Alzamend Neuro Submits IND Application for a Phase IIA Clinical Trial in Major Depressive Disorder Patients of its Next‑Generation Lithium Therapeutic Drug Candidate AL001

  • Safety aspects of AL001 development may qualify for a 505(b)(2) NDA pathway for FDA approval
  • Alzamend recently completed a Phase IIA Study of AL001 in Alzheimer’s patients and healthy subjects showing a benign safety/ tolerability profile while characterizing dosing levels unlikely to require therapeutic drug monitoring

Alzamend Neuro, Inc. (Nasdaq: ALZN) (“Alzamend”), a clinical-stage biopharmaceutical company focused on developing novel products for the treatment of Alzheimer’s disease (“Alzheimer’s”), bipolar disorder (“BD”), major depressive disorder (“MDD”) and post-traumatic stress disorder (“PTSD”), today announced that it has submitted an investigational new drug (“IND”) application to the U.S. Food and Drug Administration (“FDA”) for the initiation of study AL001-MDD01, a Phase IIA plasma/brain pharmacokinetics clinical study of AL001 for adjunctive treatment of patients with MDD.
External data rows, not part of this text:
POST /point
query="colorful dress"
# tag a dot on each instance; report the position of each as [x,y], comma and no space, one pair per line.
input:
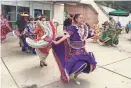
[28,32]
[71,55]
[41,52]
[4,28]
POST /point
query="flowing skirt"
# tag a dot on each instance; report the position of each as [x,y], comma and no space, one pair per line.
[72,64]
[4,31]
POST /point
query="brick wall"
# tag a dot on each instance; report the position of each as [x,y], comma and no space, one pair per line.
[90,15]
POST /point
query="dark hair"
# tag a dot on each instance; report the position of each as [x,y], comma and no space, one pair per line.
[75,17]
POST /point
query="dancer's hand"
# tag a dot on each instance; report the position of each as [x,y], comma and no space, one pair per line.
[55,42]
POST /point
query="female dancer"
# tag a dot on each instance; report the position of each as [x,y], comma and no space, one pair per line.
[4,27]
[70,53]
[41,52]
[96,31]
[28,32]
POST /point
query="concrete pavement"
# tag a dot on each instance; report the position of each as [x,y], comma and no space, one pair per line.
[113,69]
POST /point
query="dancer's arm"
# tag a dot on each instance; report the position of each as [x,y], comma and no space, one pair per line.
[62,39]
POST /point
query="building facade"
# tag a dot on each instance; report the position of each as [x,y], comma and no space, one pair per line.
[11,9]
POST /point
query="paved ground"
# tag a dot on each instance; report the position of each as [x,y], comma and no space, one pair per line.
[20,69]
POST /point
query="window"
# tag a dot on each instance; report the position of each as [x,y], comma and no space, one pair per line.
[37,12]
[47,14]
[23,9]
[9,12]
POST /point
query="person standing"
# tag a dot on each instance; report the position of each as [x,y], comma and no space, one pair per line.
[4,27]
[69,51]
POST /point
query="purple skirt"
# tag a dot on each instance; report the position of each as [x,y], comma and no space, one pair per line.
[72,64]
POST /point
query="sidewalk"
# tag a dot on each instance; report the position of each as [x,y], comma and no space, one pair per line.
[113,70]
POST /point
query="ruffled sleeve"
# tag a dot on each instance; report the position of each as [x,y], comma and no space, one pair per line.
[70,30]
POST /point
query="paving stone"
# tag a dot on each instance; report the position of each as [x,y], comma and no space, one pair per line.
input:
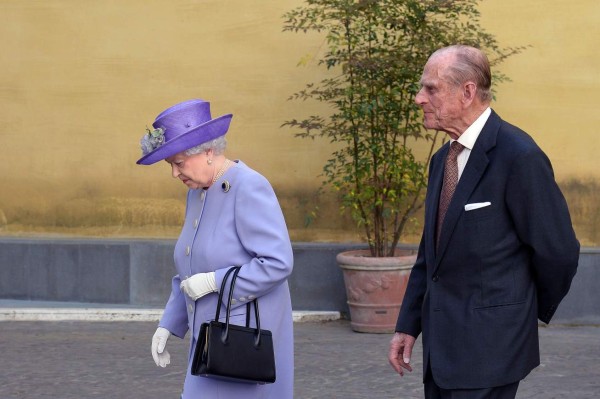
[86,359]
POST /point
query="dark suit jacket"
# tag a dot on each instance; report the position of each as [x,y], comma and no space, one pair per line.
[497,268]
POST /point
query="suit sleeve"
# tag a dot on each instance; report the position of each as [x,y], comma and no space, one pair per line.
[543,223]
[174,317]
[409,319]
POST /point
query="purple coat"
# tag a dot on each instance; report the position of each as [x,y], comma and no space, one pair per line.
[241,227]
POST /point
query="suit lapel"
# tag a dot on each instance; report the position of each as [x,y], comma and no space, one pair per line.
[474,170]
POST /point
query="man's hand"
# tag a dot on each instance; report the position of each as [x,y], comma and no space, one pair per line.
[400,352]
[160,355]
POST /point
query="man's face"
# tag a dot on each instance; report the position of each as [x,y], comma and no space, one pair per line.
[439,98]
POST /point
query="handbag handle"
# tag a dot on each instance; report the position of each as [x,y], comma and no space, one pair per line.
[225,333]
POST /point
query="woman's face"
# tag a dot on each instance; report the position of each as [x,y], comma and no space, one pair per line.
[193,170]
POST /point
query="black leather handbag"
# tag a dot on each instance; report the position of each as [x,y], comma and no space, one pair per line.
[231,352]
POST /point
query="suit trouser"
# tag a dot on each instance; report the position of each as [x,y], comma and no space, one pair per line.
[433,391]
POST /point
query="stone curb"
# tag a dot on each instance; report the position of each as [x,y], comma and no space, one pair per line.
[113,314]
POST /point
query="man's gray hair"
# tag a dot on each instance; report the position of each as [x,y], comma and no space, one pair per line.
[469,64]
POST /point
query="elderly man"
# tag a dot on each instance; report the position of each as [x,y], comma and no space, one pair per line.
[498,249]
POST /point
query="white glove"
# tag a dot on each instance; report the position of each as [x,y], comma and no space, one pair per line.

Although lithium does not have an FDA approved indication for augmentation of an antidepressant in MDD, it has been prescribed off-label for this purpose for decades. While a wide variety of medications have been used historically in this capacity, lithium is one of the few agents that has demonstrated efficacy in multiple randomized controlled trials. Although the ideal role for lithium augmentation has yet to be established, there is evidence to support the clinical practice of adding lithium to conventional antidepressants in pursuit of MDD remission. Lithium augmentation has been cited as a strategy for depressed patients not responding to an antidepressant, lithium prophylaxis for recurrent unipolar depression as an alternative to prophylaxis with an antidepressant, and for lithium’s anti-suicidal properties, where appropriate.

Lithium was the first mood stabilizer approved by the FDA and is still a first-line treatment option (considered the “gold standard”) for BD but is underutilized perhaps because of the need for therapeutic drug monitoring (“TDM”). Lithium was the first drug that required TDM by regulatory authorities in product labelling because the effective and safe range of therapeutic drug blood concentrations is narrow and well-defined for treatment of BD when using lithium salts. Excursions above this range can be toxic, and below can impair effectiveness.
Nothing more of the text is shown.